The Clark Center is strategically located at the heart of the Stanford campus between the core campus science and engineering buildings and the hospital and medical facilities. Located on primary routes through the campus and the medical centre, the building acts as a social magnet encouraging chance encounters and informal meetings between lecturers, researchers and students from diverse academic backgrounds.

The research programmes are in a state of constant flux, a dynamic working process that was central to the building’s spatial planning. In contrast to the traditional laboratory facility with its closed rooms and corridors, the Clark Center is open and flexible: external balconies replace internal corridors and laboratory layouts can be reconfigured at will. All benches and desks are on wheels and can be moved to allow ad-hoc team formations in response to fast-evolving research needs.
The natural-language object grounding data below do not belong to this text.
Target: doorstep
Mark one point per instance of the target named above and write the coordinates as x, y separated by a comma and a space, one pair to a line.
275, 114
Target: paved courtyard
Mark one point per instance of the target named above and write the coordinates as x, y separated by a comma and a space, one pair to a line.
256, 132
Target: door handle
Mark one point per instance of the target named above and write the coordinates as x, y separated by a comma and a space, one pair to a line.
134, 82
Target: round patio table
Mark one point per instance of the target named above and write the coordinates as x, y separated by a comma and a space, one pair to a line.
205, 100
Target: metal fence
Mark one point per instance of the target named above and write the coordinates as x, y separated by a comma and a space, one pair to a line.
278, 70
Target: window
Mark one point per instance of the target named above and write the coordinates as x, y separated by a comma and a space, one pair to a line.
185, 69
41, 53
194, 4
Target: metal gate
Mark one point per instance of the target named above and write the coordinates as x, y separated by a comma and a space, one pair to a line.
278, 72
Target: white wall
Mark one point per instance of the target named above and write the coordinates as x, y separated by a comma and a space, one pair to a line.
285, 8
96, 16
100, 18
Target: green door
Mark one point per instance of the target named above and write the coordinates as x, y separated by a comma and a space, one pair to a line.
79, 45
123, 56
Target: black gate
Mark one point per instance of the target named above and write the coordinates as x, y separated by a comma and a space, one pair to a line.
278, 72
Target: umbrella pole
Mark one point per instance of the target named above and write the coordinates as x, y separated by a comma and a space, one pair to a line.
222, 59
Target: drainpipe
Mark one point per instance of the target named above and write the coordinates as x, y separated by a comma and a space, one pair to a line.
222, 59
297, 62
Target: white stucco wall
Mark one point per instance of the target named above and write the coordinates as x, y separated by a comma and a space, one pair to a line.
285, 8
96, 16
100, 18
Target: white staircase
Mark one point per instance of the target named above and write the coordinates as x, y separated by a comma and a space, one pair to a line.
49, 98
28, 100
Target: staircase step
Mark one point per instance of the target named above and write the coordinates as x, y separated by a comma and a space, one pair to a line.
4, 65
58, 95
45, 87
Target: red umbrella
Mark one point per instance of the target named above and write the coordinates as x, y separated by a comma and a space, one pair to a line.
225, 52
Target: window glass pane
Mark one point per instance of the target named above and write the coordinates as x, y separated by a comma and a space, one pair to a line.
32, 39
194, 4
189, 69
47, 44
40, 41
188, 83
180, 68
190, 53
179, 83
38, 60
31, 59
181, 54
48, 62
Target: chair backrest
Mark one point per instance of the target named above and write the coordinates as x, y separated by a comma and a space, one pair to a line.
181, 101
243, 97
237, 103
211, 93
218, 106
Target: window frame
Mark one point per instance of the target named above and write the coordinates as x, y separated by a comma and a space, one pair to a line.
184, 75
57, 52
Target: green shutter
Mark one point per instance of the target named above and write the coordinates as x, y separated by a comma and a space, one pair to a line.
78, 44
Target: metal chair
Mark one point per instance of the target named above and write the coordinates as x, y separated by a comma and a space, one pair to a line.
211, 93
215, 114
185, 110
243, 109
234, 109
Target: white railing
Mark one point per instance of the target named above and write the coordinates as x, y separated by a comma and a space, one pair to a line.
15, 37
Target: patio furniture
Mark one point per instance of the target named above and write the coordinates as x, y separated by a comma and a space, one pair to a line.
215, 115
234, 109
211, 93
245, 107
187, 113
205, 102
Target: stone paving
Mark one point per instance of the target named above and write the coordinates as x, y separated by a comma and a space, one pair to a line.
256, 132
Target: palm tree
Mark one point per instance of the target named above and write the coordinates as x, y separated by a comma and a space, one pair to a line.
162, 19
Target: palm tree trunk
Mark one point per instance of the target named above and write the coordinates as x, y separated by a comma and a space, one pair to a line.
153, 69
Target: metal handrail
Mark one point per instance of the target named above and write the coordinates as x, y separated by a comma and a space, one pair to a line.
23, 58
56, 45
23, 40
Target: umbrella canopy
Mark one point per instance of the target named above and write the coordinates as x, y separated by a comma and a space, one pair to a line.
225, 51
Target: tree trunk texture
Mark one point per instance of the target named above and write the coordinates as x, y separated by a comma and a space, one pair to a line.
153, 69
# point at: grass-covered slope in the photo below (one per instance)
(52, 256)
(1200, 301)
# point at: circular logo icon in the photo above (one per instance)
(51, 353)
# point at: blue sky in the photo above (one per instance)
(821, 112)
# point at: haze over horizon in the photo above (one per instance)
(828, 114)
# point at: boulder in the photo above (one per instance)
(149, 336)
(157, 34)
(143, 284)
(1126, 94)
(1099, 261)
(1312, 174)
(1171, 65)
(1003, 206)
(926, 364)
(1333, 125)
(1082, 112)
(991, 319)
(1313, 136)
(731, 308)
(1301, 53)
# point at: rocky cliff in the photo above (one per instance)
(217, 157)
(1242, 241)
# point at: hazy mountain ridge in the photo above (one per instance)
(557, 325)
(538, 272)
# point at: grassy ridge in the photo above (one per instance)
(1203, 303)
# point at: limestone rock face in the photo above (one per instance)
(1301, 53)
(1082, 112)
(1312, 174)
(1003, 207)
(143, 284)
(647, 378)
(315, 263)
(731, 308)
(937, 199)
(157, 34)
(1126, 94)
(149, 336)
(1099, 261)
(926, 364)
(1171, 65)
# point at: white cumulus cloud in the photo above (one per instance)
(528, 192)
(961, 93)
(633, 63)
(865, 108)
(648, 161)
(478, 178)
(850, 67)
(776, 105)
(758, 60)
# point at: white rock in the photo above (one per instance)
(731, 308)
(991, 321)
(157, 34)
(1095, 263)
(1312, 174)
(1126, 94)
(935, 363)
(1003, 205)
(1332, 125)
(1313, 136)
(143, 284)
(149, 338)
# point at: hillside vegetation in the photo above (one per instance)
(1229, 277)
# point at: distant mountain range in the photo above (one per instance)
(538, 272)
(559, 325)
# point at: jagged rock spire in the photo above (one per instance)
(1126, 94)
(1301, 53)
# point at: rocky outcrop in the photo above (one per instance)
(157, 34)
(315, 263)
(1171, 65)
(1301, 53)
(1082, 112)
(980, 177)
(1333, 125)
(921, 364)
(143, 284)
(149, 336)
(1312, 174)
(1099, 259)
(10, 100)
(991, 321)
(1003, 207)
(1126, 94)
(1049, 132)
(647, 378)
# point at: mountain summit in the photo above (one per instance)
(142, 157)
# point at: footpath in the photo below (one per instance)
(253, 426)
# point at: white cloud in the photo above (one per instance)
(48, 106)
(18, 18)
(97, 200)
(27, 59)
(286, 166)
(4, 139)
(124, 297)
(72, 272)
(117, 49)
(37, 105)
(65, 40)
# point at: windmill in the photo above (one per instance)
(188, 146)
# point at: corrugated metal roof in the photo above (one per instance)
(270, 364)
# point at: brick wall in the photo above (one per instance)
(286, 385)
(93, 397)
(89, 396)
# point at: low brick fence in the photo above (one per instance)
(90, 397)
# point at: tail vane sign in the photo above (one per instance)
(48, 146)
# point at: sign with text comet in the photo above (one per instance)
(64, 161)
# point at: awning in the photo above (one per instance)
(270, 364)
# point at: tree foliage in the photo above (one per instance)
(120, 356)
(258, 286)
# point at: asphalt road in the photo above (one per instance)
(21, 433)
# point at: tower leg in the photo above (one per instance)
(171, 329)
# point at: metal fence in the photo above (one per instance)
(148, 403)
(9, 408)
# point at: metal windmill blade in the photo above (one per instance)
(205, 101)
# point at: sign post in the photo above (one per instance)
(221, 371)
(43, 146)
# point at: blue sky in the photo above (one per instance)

This versatility is further enhanced by workstations that plug into an overhead system of exposed services with flexible connections.

The three-storey building takes the form of three wings of laboratories that frame an open courtyard overlooked by balconies. A forum at the heart of the courtyard will be used for exhibitions, concerts and other events. A large restaurant on the ground floor of the south wing will become a new social focus for the entire University with tables and chairs spilling out onto the courtyard.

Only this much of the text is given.